The eye irritation/corrosion potential of the registered substance was determined by an in vitro eye irritation test using a reconstructed human cornea-like model according to OECD Guideline 492 and in compliance with GLP (Fujishima, 2017). In this study the test substance did not show irritating properties towards the EpiOcular tissue.

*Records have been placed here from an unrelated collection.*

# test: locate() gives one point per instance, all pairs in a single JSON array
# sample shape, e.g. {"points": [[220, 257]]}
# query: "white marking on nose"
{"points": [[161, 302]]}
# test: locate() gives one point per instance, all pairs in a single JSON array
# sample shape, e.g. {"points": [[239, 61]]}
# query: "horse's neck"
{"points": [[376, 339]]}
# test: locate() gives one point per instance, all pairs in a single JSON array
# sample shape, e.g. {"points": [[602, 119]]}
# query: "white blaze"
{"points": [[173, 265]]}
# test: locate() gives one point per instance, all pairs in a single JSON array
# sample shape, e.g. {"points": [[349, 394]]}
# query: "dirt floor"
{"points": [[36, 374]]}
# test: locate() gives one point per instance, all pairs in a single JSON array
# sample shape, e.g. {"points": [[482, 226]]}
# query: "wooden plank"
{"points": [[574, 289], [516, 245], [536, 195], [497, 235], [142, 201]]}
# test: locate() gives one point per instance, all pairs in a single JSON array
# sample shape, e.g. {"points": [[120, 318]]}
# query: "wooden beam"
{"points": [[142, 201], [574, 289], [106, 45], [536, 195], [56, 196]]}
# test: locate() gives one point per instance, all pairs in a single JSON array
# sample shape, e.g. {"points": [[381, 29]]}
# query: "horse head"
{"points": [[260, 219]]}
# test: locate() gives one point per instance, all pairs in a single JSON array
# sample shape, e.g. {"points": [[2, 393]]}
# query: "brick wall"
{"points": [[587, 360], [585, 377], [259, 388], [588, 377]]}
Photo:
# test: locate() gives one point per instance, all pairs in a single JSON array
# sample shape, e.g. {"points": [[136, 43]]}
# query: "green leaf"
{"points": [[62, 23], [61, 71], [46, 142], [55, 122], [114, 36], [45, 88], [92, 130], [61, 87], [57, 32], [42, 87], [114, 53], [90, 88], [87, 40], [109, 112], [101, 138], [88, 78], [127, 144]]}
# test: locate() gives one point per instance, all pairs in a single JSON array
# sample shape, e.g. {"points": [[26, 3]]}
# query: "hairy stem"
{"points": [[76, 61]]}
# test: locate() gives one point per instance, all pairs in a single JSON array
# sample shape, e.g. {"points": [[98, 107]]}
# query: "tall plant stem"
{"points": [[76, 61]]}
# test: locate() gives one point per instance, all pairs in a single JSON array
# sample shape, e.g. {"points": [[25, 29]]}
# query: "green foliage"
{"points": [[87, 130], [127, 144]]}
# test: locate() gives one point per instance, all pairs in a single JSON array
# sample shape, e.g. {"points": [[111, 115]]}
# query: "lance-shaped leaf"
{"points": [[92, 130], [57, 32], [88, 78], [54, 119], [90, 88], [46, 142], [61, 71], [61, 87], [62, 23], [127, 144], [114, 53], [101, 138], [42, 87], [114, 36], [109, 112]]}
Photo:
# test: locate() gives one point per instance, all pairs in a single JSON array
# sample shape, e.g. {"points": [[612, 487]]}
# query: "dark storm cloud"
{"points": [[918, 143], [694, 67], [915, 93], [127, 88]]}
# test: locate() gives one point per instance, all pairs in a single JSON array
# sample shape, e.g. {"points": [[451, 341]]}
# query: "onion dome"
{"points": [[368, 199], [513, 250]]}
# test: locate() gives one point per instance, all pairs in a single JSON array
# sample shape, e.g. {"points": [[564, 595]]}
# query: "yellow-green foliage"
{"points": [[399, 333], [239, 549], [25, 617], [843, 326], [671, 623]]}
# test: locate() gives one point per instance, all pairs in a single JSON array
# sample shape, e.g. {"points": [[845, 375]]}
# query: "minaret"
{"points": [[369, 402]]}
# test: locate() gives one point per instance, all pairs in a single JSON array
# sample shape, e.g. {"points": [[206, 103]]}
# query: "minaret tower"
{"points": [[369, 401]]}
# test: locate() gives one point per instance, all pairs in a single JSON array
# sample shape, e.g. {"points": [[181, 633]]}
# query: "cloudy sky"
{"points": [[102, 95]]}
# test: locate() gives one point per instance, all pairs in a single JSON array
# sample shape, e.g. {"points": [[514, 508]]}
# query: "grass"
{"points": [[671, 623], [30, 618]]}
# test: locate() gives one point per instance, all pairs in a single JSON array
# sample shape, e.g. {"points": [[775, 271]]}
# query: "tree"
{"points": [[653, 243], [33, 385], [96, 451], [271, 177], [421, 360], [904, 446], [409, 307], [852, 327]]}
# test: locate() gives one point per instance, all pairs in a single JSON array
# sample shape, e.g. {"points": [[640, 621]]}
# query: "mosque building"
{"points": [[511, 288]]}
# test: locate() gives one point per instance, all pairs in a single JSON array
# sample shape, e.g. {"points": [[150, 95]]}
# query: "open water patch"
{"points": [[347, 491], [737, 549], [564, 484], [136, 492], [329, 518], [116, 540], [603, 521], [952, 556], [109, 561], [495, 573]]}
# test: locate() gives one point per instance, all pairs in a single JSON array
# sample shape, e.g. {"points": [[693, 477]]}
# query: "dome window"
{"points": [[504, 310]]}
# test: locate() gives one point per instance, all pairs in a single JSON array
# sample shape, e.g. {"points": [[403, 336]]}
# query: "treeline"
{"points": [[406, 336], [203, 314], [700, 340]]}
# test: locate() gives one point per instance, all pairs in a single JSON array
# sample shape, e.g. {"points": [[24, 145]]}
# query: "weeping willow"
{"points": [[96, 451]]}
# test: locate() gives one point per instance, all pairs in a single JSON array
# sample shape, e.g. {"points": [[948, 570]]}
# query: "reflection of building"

Therefore, 3,3,4,4,5,5,6,6,7,7,8,8,8-tridecafluorooct-1-ene is not considered to be an eye irritant.

Justification for classification or non-classification

The available data on skin irritation and eye irritation do not meet the criteria for classification according to Regulation (EC) 1272/2008, and are therefore conclusive but not sufficient for classification.